Flagging dates close in time

Is there a way of flagging dates which are close together in time (if I say a week, for example?). Trouble is, there is no base date from which to define it; it would be looking across to other values. A terrible explanation I know, but perhaps the below example would help!

Date Colour
01-Jan-22 Red
01-Feb-22 Blue
14-Feb-22 Yellow
15-Feb-22 Red
01-Mar-22 Blue
02-Mar-22 Blue
07-Mar-22 Blue
08-Mar-22 Red
01-Sep-22 Red

Those “Blue” rows in March I would like to be able to flag. But equally that could be in May, June or September. The ultimate goal would be to then look into each date cluster to see if nominal values are the same, but I think I can do that. It’s just trying to gather up similar dates which is the part stumping me for the time being.

Hi @JWebb

An Auto-Binner node came to mind when I read your description. I would opt for something like:

Use an Extract Date&Time Fields node, select the Week as Date Field. This will generate the corresponding week number for each date.

The Auto-Binner node will then start looking for clusters where you can select the method of binning to your liking. Here I opted for a simple setup with 5 bins whereby the bin number is equivalent to your “colour”

Perhaps this could be a starting point.

2 Likes

@JWebb

I don’t know if the following workflow will help. I have put it up on KNIME Hub here so that people can play with it.

The workflow uses KNIME distance nodes and hierarchical clustering to identify dates within seven days of each other.

  1. The sample data is generated by creating a date range between 1 Jan 2022 and 31 Dec 2022. It then randomly knocks out approximately 80% of the dates leaving a random distribution of days remaining. This should approximate your data.

  2. The top branch then gets the last date in the sequence, converts it to a variable which is then used in the Date&Time Difference node to calculate the number of days between the row date and the reference last day in the sequence. We don’t need the actual date, we only need to be able to calculate the number of days between rows.

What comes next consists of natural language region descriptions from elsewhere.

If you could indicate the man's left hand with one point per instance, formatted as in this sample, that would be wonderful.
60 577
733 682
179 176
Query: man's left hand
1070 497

  3. Switching to the bottom branch, we calculate the Manhattan distance (for a single variable this is just the number of days difference between any two rows) and feed the distance calculation and data to the Hierarchical Clustering node. The Hierarchical Clustering node calculates the maximum number of days between rows in a cluster.

  4. The Hierarchical Cluster viewer shows the hierarchy of clusters and cumulative number of rows in the cluster as the threshold cluster distance is increased. Note: The algorithm will cluster adjacent nodes together (distance one) and then add any nodes that are a bit further away to the next (aggregated) cluster further up the hierarchy until all rows are aggregated into one cluster. This enables clustering of more than seven rows if required.

  5. The top branch takes the number of days between the first and last date (the domain) and divides 7 days (our window) by this domain to get a normalised threshold value.

  6. The normalised threshold value is passed to the Cluster assigner to assign the clusters to the data.

  7. The groupby node groups on cluster id and counts the rows per cluster to demonstrate the clustering of the data.

Following two charts are from the Hierarchical Cluster View:


Hierarchy of clusters. Each node at the bottom is a row in the data, the hierarchy shows how they are clustered as the number of days between the minimum and maximum date increases in the cluster.


Clusters are ranked by number of days between min and max date. The number of days in the cluster is shown as the clusters are aggregated together.

Hope this helps
DiaAzul
LinkedIn | Medium | GitHub

2 Likes

That is really helpful! It looks like the more complex version (hierarchical clustering rather than auto-binning) is probably the way forward. It looks like your workflow assigns the date clusters nicely, then I just need a way to flag like nominal values (“colour” in this example) in the same cluster. I shall look into and learn how your workflow works and then develop it further for this identification. Thank you very much!

2 Likes

Calculating the datetime difference between rows and then add a rule engine based on that as the color column. Would that be an option as well?
br

I am not sure. To what would each row be compared?

I assumed you have some kind of rule like if difference is less then X then flag. As long as you found a solution for you great.
br

This topic was automatically closed 7 days after the last reply. New replies are no longer allowed.